In the last decade, the National Basketball Association (NBA) has been undergoing a major (r)evolution by using data analytics. This change process may not have been visible to the average Joe, but has been going on since the early 2010’s. By then, multiple teams started to deploy an analytics department. Nowadays, these departments exist out of up to 20 data analysts, analyzing every facet of the game. And this strategy clearly paid off. One of the frontrunners in data analytics, the Houston Rockets, have transformed from a mediocre team into a title contender since the introduction of its data analytics team. How did this technology transform one of the biggest sport competitions in the world?
The NBA has been one of the frontrunners in the collection of data in sports. Every match, six high speed camera’s capture the player movements and other data points. These extensive data tracking systems result in up to a million data points per match. These data then gets analyzed by advanced machine learning algorithms, resulting in interesting insights that have changed the league.

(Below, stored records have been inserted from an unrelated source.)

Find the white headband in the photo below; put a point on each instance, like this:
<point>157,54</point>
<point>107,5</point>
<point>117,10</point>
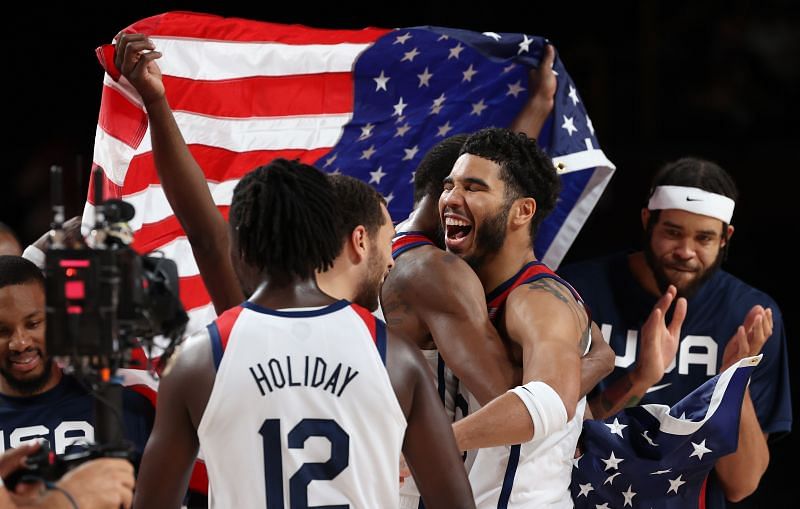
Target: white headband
<point>694,200</point>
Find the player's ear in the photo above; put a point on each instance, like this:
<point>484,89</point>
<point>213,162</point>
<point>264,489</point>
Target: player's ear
<point>358,243</point>
<point>523,211</point>
<point>645,218</point>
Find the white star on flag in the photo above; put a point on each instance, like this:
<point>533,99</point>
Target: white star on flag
<point>377,175</point>
<point>444,129</point>
<point>478,107</point>
<point>569,125</point>
<point>366,131</point>
<point>402,130</point>
<point>612,462</point>
<point>424,78</point>
<point>438,103</point>
<point>469,73</point>
<point>515,88</point>
<point>368,153</point>
<point>381,81</point>
<point>629,496</point>
<point>700,449</point>
<point>615,427</point>
<point>410,152</point>
<point>523,46</point>
<point>455,51</point>
<point>399,107</point>
<point>674,484</point>
<point>401,39</point>
<point>649,440</point>
<point>573,94</point>
<point>410,55</point>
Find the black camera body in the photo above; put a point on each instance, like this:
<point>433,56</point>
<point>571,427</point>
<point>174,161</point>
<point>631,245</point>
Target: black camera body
<point>102,301</point>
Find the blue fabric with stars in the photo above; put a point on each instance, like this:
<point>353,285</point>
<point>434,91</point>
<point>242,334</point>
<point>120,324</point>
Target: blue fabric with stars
<point>657,456</point>
<point>415,87</point>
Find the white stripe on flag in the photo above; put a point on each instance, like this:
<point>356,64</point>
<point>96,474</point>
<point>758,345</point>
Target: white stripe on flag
<point>577,216</point>
<point>151,204</point>
<point>182,58</point>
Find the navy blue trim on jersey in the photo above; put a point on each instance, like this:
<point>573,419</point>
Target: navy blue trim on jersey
<point>412,232</point>
<point>510,281</point>
<point>508,480</point>
<point>336,306</point>
<point>380,339</point>
<point>216,343</point>
<point>398,252</point>
<point>558,278</point>
<point>440,376</point>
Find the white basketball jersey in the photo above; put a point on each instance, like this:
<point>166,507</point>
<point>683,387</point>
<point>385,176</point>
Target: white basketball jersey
<point>302,412</point>
<point>535,474</point>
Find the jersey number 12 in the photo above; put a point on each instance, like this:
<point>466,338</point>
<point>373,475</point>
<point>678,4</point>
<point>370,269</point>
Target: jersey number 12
<point>298,484</point>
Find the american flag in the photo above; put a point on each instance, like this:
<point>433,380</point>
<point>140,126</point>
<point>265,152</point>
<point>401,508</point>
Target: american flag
<point>659,457</point>
<point>368,103</point>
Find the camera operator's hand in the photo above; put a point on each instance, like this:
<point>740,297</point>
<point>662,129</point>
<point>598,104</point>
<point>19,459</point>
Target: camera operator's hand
<point>105,483</point>
<point>13,459</point>
<point>72,235</point>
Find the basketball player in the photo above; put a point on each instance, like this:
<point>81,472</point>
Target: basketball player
<point>290,387</point>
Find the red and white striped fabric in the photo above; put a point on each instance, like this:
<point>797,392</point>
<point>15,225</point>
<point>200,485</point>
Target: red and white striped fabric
<point>243,93</point>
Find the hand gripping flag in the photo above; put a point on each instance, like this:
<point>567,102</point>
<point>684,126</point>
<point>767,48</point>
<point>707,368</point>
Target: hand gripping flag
<point>368,103</point>
<point>657,456</point>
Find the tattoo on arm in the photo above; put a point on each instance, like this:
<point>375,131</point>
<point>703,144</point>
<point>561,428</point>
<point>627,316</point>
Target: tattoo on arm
<point>609,397</point>
<point>395,311</point>
<point>550,287</point>
<point>586,338</point>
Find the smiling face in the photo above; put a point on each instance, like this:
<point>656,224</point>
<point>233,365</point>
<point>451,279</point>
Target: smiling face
<point>473,209</point>
<point>379,263</point>
<point>683,249</point>
<point>24,365</point>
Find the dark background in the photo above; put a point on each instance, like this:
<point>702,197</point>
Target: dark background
<point>660,80</point>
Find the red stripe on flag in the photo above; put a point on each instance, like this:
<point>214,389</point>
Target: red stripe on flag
<point>262,96</point>
<point>218,164</point>
<point>207,26</point>
<point>121,118</point>
<point>199,480</point>
<point>110,189</point>
<point>225,325</point>
<point>369,320</point>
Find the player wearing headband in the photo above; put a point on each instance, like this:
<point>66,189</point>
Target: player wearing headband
<point>687,224</point>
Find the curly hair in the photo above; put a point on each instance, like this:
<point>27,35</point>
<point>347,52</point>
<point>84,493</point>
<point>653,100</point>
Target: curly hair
<point>284,214</point>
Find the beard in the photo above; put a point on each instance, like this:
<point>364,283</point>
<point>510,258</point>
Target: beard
<point>489,239</point>
<point>370,287</point>
<point>662,280</point>
<point>28,386</point>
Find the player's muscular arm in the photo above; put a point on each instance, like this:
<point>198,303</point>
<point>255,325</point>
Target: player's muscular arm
<point>429,447</point>
<point>449,298</point>
<point>172,447</point>
<point>181,177</point>
<point>548,330</point>
<point>598,363</point>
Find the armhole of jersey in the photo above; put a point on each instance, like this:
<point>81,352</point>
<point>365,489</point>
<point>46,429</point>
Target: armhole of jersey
<point>219,332</point>
<point>377,329</point>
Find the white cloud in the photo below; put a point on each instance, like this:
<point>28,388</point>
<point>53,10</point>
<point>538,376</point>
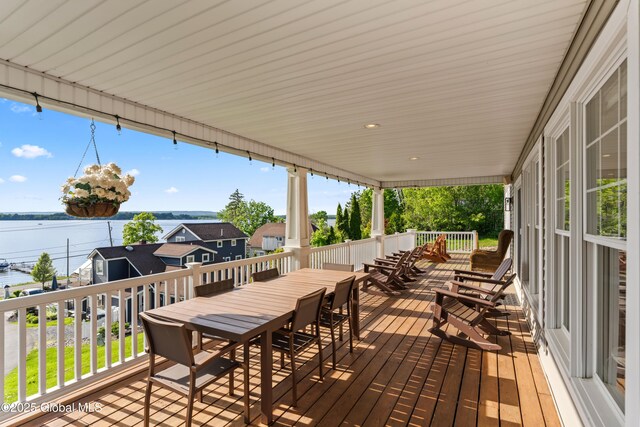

First of all, data analytics have changed the overall strategy of the game of basketball. Prior to the data analytics age, many long range 2 point shots were taken by the players. After data analysis, these shots were found to be inefficient in terms of their pay off (measured in points * chance a shot hits the basket). Instead, data analysis showed that 3 point shots were a far more efficient way to score points. These shots had a lower percentage of being scored, but the higher points scored made the trade-off worth it. As a result of this changing strategy, elite three point shooters like Golden State Warriors’ Stephen Curry and Houston Rocket’s James Harden have become some of the most valuable players of the league.
Additionally, teams have been collecting sophisticated data about their players performance and fatigue. Analysis of this data by prediction models has resulted in advanced resting schedules for their players, in order to prevent injuries. Nowadays, teams might bench their key players to rest, even though they may not actually be injured. These schedules have proven to be the key to preventing injuries, in a league where a team can play up to 110 games per year.
Lastly, the last field where data analytics has proven its success, is in the field of scouting. Coaches and general managers now heavily rely on predictive analytics when acquiring new players. Advanced statistical models are created to predict which college & high school players will become the new LeBron James and Michael Jordan.
Data analytics in the NBA surely are not a golden ticket to winning championships. But in a highly competitive league such as the NBA, creating an edge (sometimes as little as 1%) over your opponent by using data analytics might actually make a difference that will win you the game. One thing is for sure, data analytics in the NBA is here to stay!